Kruger then made test recordings of concerts in stereo without telling the musicians. He hung three microphones a metre above the orchestra, one to the left of the stage to catch the violins, one on the right for the basses, and one in the centre, 2 metres behind the conductor.

The modified Magnetophon ran the tape at 77 centimetres per second to get the best possible quality. The sound from the side microphones went to the two separate recording heads, and the central sound was spread evenly between the two channels – in much the same way that concert broadcasts are recorded today.

“By the end of the war, we had about 200 to 300 excellent stereo recordings which were stored here in the bunker,” Kruger recalled in 1993 when the international Audio Engineering Society honoured him at a convention in Berlin.

In 1945, at the end of the war, most of the RRG sound archive vanished when the Russians took over the building.

But five stereo recordings survived. Two came from the Polish town of Koscian, where the German army had built a military hospital for war invalids. The RRG laboratories had moved there too. The lab director was von Braunmuhl and he organised concert evenings for the hospital doctors at which he played the latest recordings from Berlin on a stereo Magnetophon.

At the end of the war, two of these tapes – including an extraordinarily high-quality stereo recording of Anton Bruckner’s Symphony No. 8 in C minor played by the Orchester der Berliner Staatsoper under Herbert von Karajan on 29 September 1944 – were shipped back to Berlin in private luggage and given to Kruger.

Three more stereo tapes were later found in Moscow. A Russian officer had given them to the state archives, along with 1500 mono tapes. In 1991, after the Berlin Wall fell and the Soviet Union broke up, the tapes were returned to the RRG’s successor, the SFB.

Engineers from the SFB and the Audio Engineering Society copied the original analogue recordings to digital tape and dubbed excerpts to CD. No electronic doctoring whatsoever was used. The sound quality, especially of the September 1944 tapes, never ceases to amaze. Sadly, copyright constraints have so far made commercial sale of the dubs impossible.

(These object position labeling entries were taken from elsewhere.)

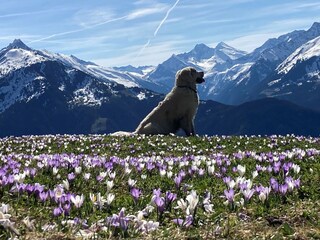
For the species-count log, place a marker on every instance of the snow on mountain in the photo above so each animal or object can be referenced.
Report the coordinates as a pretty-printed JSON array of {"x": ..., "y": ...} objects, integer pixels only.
[
  {"x": 17, "y": 55},
  {"x": 210, "y": 60},
  {"x": 306, "y": 51},
  {"x": 27, "y": 74},
  {"x": 107, "y": 74}
]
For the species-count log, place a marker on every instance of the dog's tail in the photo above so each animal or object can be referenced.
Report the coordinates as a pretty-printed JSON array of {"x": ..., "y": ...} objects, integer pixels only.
[{"x": 121, "y": 134}]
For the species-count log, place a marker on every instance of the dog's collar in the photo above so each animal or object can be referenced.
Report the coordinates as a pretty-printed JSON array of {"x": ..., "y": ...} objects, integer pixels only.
[{"x": 188, "y": 88}]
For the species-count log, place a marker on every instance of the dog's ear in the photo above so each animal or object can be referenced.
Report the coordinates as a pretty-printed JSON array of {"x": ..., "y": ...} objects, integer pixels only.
[
  {"x": 178, "y": 74},
  {"x": 193, "y": 72}
]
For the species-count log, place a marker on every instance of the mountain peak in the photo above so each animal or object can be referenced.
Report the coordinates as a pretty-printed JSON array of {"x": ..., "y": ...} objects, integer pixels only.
[
  {"x": 222, "y": 45},
  {"x": 17, "y": 43},
  {"x": 316, "y": 25}
]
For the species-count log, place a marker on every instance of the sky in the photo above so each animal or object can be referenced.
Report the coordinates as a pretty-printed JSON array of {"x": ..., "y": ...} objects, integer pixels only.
[{"x": 147, "y": 32}]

That is not quite the whole story, though. In 1945, Mullin was sent to Frankfurt to investigate tales of a “death ray” station built by the German army to bring down Allied aircraft with high-power radio signals that disrupted their ignition electrics. While there, he visited the local radio station and found several HF bias Magnetophons with BASF tape. Suddenly he understood how he had heard broadcasts of recordings that sounded live.

Mullin shipped the recorders back to the US, and with financial backing from Bing Crosby, who wrote him a cheque for $50,000, he worked with US electronics company Ampex and chemical company 3M to recreate the German technology. Crosby started pre-recording his radio shows in 1947.

Ironically, because Mullin took his Magnetophons from Frankfurt rather than Berlin, they were mono machines. The world had to wait until 1949 for American and British engineers to catch up with Germany and tape-record in stereo.